Buddhists speak of the Five Fears that stand between ourselves and our freedom: fear of loss of life; fear of loss of livelihood; fear of loss of reputation; fear of unusual states of mind; and fear of speaking before an assembly. Fear of speaking before an assembly sounds a little silly next to the others, but for the purposes of Free Play it is the central one; let us extend it as "fear of speaking up," "stage fright," "writer's block," and our other old friends. The fear is profoundly related to fear of foolishness which has two parts: fear of being thought a fool (loss of reputation) and fear of actually being a fool (fear of unusual states of mind).....

Paradoxically, the more you are yourself, the more universal your message. As you develop and individuate more deeply, you break through into deeper layers of the collective consciousness and the collective unconsciousness. There is no need to alter your voice in order to please others, and no need to alter it in order to differentiate yourself from others. Quality arises from, and is recognized by, resonance with inner truth. Hence the famous prayer of Socrates: "Beloved Pan and all ye other gods who haunt this place, give me beauty in the inward soul; and may the outward and inward man be one." .....
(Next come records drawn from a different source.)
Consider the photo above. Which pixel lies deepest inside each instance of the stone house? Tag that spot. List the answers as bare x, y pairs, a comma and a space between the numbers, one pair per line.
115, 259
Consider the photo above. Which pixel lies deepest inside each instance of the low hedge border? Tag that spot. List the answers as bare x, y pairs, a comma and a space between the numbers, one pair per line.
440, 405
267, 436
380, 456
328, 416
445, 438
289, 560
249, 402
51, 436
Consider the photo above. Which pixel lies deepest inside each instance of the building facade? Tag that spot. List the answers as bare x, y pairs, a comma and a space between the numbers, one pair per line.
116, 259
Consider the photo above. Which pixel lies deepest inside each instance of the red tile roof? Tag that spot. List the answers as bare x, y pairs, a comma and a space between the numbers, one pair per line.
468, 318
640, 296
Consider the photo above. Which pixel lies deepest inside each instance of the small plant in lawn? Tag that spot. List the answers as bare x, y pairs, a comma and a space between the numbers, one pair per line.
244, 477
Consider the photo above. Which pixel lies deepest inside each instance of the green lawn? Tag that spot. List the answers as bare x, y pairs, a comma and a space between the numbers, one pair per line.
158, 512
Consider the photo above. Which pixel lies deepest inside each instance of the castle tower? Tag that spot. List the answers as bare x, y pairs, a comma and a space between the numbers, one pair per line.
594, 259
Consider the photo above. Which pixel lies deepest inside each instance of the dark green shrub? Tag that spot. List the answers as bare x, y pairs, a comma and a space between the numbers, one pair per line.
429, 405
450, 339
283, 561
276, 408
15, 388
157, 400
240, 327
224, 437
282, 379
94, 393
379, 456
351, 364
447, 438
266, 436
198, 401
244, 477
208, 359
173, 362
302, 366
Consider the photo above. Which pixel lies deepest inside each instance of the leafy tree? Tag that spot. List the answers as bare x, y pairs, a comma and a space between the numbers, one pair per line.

excerpts from FREE PLAY-Improvisation in Life and Art by Stephen Nachmanovitch

5 comments:

sharryb said...

I've really enjoyed this link. Thanks for keeping us posted and the where with all to get the latest from Ohio.

Hugs,
Sharry

Wayfaring Wanderer said...

"There is no need to alter your voice in order to please others, and no need to alter it in order to differentiate yourself from others"

I heard that!

p.s. I VOTED TODAY :o)

Lydia said...

Sharry,
Good, I'm glad you are enjoying the Ohio Journal! I added another RSS feed to test the two concerning troubled updating of the feed.

Wayfaring Wanderrer,
You are so lucky to have voted today. I can't wait. But I have to. We have vote-by-mail here and Mike's ballot arrived Sat. I expected mine today but it didn't come, so I called the County Elections office......waiting until Thurs. and if mine still isn't here I'm to call back and they'll send another. They check each and every signature, so there's no chance of someone else trying to vote for me with a lost ballot!

Roxanne said...

inspiring, Lydia!

The voting process down there intrigues me. How does it work? Maybe you can send me an email. I've heard stories, but it seems so complicated. For our federal election, I got a card that told me where to vote. I went there on that day, and I either had to bring that card, my driver's license or evidence that I live in this area. Then, I cast my ballot and off I went to other errands. All of 10 minutes. I guess I just don't understand why all the line-ups down there?

Lydia said...

Honour,
It used to be more cut-and-dried here, with conventions that actually did nominate rather than crown the nominee, and then the nation voted on the same day in individual states at select polling places. In the last few decades it's sprung into a real circus of sorts, with various states having what you saw-the lines of early voters (I don't know how that works)and with Oregon having vote-by-mail. My ballot arrived today (yea!) and I hurried to open it just to look at the name "Barack Obama" there for president.
I'll see if I can get some better information together to email you!
By the same token, I know so little about Canada's politics, but did just happen upon some glimpse of it last week or so on C-Span late at night.